The dark, brownish-black bituminous resins occur naturally and are produced as byproducts of oil refineries. Ancient sources for asphalt include Egypt, the north end of the Dead Sea, the Is river northwest of Babylon, and the Greek island of Zante. Gilsonite is the hardest, most brittle variety. Some softer, more elastic varieties are Trinidad, Barbados, California, and Egyptian asphalts. They were often collected from pits or lakes and thus were sometimes called lake asphalts. Asphalts are soluble in oils and waxes and can act as a plasticizer or a strengthener depending on the hardness of the variety. They are composed of aliphatic, alicyclic and polycyclic aromatic hydrocarbons. Asphalts, under the name of asphaltum and bitumen, were also used as pigments to form a transparent brown film. Unfortunately, thick films with asphaltum often exhibit crawling, alligatoring, and disfigurement. In addition, asphalt was sometimes mixed with dry clay or limestone for use as an adhesive. Asphalt is used commercially for road paving, roof coating and joint sealing. It is also used as a waterproof barrier in sandy soils.

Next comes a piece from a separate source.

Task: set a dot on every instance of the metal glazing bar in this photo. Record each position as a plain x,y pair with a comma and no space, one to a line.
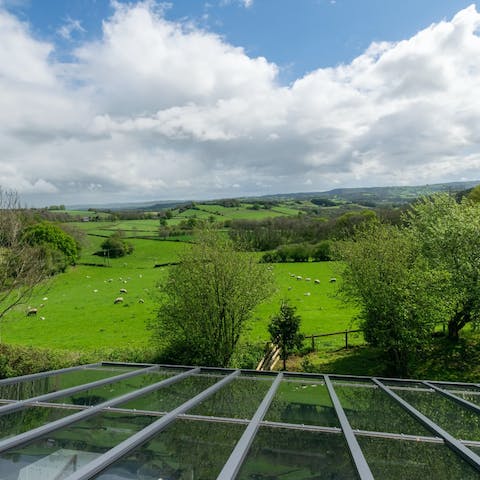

Synonyms and Related Terms
asphaltum; bitumen; Asphalt (Deut.); asfalto (Esp., Port.); asphalte (Fr.); asfalt (Ned., Pol., Sven.); asfalto (It); bitume (It); gilsonite; trinidad; barbados; bentonite; gum asphaltum; coal; coal-tar; anthracite; earth pitch; Trinidad pitch; mineral pitch; lake asphalt
Soluble in carbon disulfide, toluene, chloroform, ether, acetone, turpentine, naptha. Insoluble in water, ethanol, acids and alkalis.
Burns with a bright flame.
|Density||1.0 - 1.2|
Hazards and Safety
Combustible. Inhalation of fumes is toxic.